The modern "blockbuster" art show has come and largely gone over the last 30 years. Sure there are occasional exceptions like the recent Leonardo show in London but for the most part the day when a new year meant at least one new retrospective by some titan of art are dead and gone, killed off by insurance companies.

But lets wind the clock back to the happier days of 1980 when the art blockbuster - as an entire generation of art lovers came to understand the term - was born. The event which gave birth to the new cultural phenomenon was the Museum of Modern Art's Picasso retrospective. This massive, thrilling, disturbing, enlightening and exuberant show took over MOMA from May 22 until September 16 of that year and was as much an eye opener for museums around the world as it was for lovers of modern art. Hundreds of thousands of patrons moved through MOMA's turnstiles and were rewarded with a comprehensive overview of one of the most widely known yet little understood artists who ever lived. The exhibition took over the entire museum, an unprecedented occurrence but a necessary one as nearly a thousand works were included in the show.
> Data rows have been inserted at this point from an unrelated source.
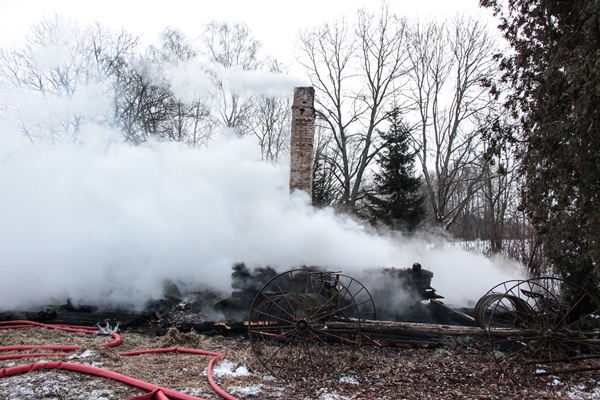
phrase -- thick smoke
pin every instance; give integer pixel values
(109, 223)
(101, 222)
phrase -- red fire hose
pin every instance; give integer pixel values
(156, 392)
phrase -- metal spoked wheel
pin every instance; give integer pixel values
(288, 323)
(485, 305)
(545, 327)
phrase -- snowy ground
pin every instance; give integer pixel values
(457, 370)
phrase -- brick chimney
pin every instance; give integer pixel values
(301, 143)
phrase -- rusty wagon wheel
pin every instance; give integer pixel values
(545, 327)
(486, 303)
(288, 323)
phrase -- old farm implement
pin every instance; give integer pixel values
(307, 322)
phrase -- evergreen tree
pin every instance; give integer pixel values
(554, 73)
(396, 201)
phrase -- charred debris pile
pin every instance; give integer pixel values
(399, 294)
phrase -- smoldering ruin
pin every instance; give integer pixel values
(401, 294)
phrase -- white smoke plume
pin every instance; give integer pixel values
(94, 220)
(107, 223)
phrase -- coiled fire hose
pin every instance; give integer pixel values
(155, 392)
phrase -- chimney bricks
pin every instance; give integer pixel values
(302, 137)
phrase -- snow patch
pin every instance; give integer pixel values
(228, 368)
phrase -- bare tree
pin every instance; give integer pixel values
(71, 73)
(355, 72)
(452, 68)
(230, 46)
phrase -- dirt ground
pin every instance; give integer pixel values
(459, 369)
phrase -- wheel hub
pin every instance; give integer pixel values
(302, 325)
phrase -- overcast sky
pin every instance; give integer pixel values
(274, 22)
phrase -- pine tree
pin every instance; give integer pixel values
(554, 73)
(396, 201)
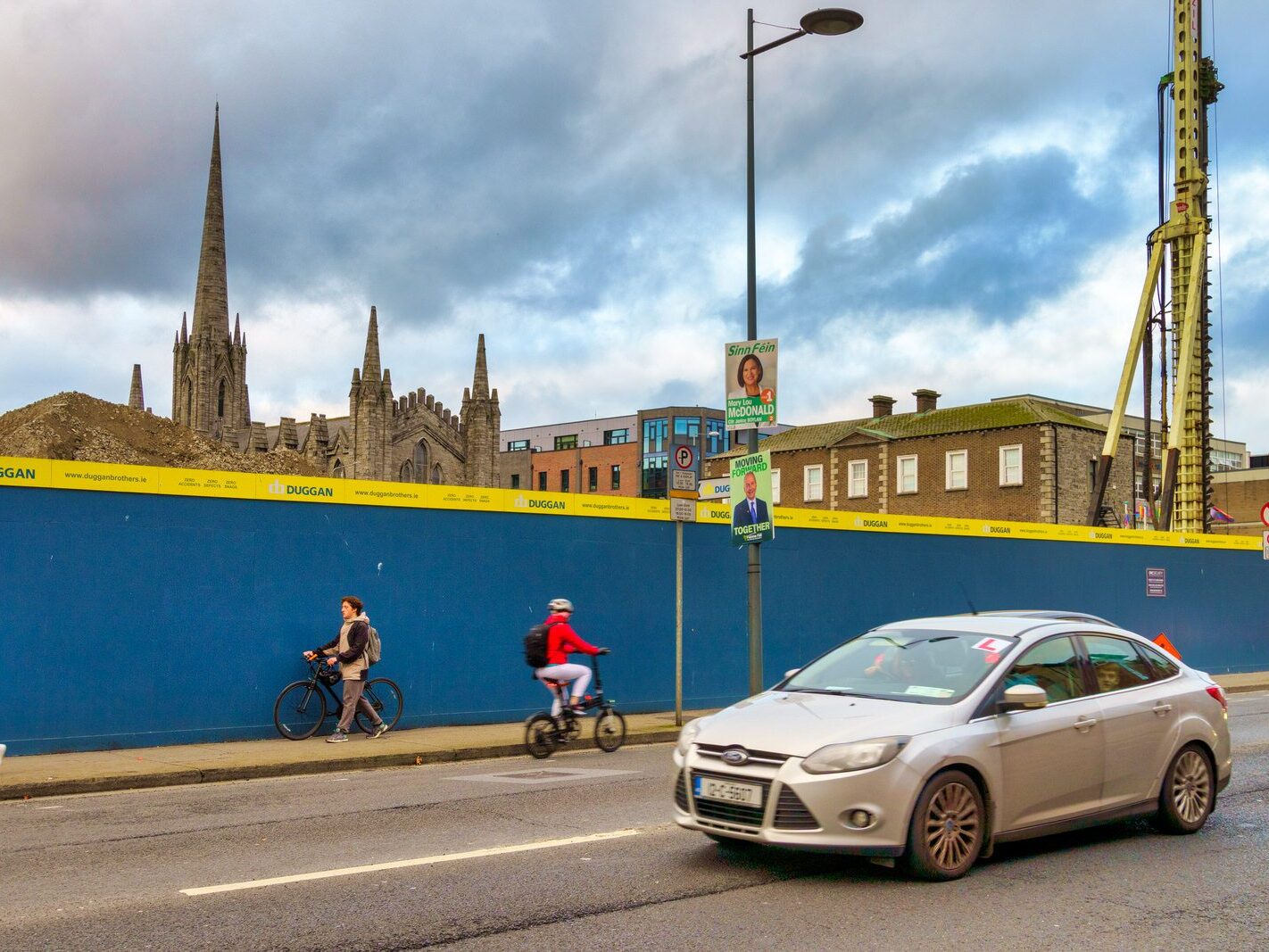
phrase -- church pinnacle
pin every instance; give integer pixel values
(211, 294)
(370, 363)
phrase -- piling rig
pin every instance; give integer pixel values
(1182, 320)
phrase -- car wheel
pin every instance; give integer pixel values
(946, 834)
(1188, 793)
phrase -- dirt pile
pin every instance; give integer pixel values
(78, 426)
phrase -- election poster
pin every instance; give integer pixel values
(751, 384)
(751, 501)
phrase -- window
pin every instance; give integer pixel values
(857, 476)
(420, 461)
(1116, 663)
(1010, 466)
(1163, 666)
(654, 474)
(656, 435)
(812, 484)
(1052, 666)
(687, 429)
(907, 474)
(716, 437)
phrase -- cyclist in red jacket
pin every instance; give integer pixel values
(561, 642)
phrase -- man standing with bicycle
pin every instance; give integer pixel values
(349, 649)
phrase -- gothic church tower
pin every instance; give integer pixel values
(369, 409)
(208, 368)
(483, 423)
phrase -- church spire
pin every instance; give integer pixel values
(136, 399)
(370, 365)
(211, 296)
(480, 382)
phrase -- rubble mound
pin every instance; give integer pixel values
(79, 426)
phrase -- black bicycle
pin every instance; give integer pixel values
(303, 706)
(543, 734)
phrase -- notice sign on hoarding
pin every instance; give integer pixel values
(751, 508)
(751, 384)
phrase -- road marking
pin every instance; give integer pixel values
(540, 775)
(405, 864)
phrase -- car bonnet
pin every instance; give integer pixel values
(797, 724)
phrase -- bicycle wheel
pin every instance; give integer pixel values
(300, 709)
(610, 730)
(541, 736)
(385, 697)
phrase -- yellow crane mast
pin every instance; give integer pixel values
(1184, 498)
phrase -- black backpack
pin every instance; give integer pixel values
(535, 645)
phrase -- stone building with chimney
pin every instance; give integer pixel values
(411, 438)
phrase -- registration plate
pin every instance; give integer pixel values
(727, 791)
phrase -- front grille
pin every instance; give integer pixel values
(791, 813)
(755, 757)
(733, 813)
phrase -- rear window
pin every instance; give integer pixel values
(917, 666)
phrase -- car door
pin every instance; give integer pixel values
(1051, 758)
(1139, 720)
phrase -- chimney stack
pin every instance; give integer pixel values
(883, 405)
(926, 400)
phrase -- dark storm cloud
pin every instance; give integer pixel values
(996, 237)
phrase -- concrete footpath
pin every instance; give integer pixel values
(53, 774)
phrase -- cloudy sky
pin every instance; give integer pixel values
(953, 197)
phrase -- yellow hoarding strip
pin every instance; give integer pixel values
(69, 474)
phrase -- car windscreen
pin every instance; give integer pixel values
(917, 666)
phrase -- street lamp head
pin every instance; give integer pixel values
(832, 21)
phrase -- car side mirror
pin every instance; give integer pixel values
(1022, 697)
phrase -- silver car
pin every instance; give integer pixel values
(932, 741)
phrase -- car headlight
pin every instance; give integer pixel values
(841, 758)
(689, 733)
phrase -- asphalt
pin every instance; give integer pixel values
(98, 771)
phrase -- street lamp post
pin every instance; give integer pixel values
(826, 23)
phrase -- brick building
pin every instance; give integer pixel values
(1022, 459)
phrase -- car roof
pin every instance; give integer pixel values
(1047, 613)
(1012, 625)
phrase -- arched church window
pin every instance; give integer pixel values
(420, 461)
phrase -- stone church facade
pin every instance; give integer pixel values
(409, 438)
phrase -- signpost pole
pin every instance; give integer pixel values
(678, 624)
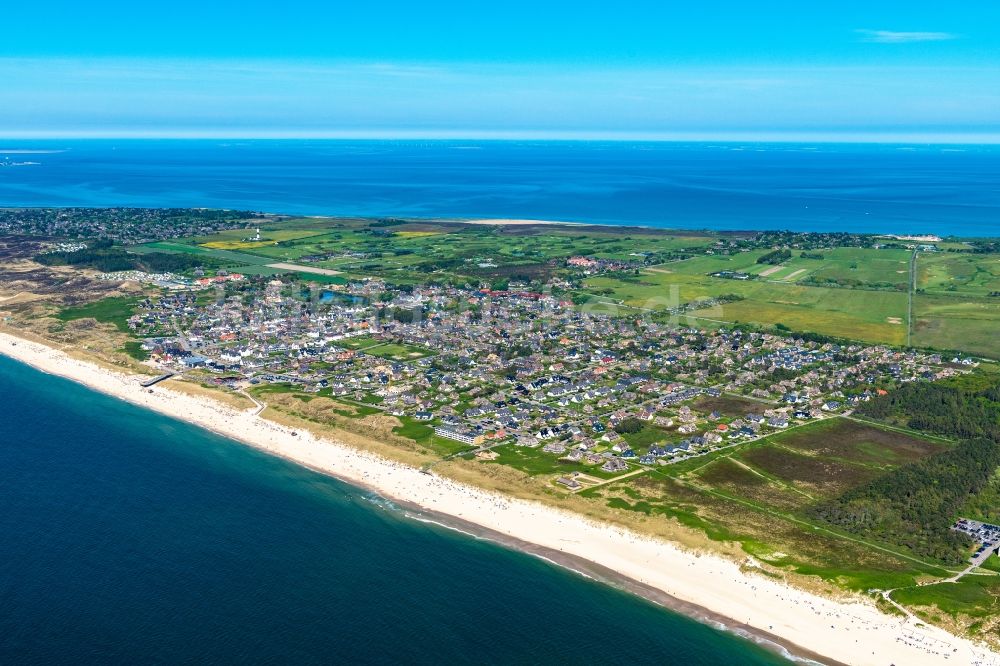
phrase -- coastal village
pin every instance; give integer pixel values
(488, 368)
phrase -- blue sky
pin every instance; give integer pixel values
(652, 69)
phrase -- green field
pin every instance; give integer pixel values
(961, 274)
(873, 316)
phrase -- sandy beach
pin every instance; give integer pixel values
(850, 632)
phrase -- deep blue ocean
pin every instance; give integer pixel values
(947, 190)
(131, 538)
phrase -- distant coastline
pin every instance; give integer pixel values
(751, 186)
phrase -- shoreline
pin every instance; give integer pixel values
(706, 587)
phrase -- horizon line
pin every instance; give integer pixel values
(795, 136)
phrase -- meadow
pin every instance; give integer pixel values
(757, 495)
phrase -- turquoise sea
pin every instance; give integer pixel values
(884, 188)
(130, 538)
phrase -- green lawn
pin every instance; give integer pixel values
(112, 310)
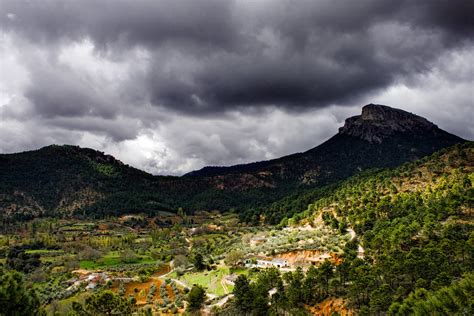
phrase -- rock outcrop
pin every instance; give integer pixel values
(378, 122)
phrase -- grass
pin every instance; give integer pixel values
(44, 251)
(210, 280)
(112, 259)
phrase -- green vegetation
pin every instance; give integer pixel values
(15, 298)
(398, 241)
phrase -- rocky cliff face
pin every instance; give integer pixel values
(378, 122)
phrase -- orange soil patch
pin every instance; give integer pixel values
(330, 306)
(142, 290)
(165, 269)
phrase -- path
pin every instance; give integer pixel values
(360, 250)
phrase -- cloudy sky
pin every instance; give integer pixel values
(171, 86)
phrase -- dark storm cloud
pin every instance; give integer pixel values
(211, 56)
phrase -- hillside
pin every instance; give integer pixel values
(65, 180)
(60, 180)
(380, 137)
(416, 225)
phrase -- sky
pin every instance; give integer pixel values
(172, 86)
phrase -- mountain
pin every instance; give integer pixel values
(380, 137)
(62, 180)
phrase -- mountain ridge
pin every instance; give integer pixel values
(68, 179)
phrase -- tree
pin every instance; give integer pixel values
(243, 294)
(234, 257)
(104, 303)
(198, 262)
(196, 298)
(15, 299)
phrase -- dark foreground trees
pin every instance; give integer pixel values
(196, 298)
(15, 298)
(103, 303)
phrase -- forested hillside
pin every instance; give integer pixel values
(72, 181)
(416, 226)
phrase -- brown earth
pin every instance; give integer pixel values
(308, 257)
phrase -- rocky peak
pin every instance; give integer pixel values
(380, 121)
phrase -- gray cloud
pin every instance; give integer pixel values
(216, 82)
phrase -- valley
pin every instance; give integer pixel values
(392, 238)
Day after day lines stretched down West 53rd Street . Inside awaited room after room of paintings that changed the course of visual history.

From "Les Demoiselles D'Avignon" to "Still Life with Chair Caning" to "The Three Musicians" to the to the mindblowing graphic work of the 1930s "Pablo Picasso: A Retrospective" prepared the ground and set the bar for blockbusters that followed and made the 1980s a golden age for art lovers.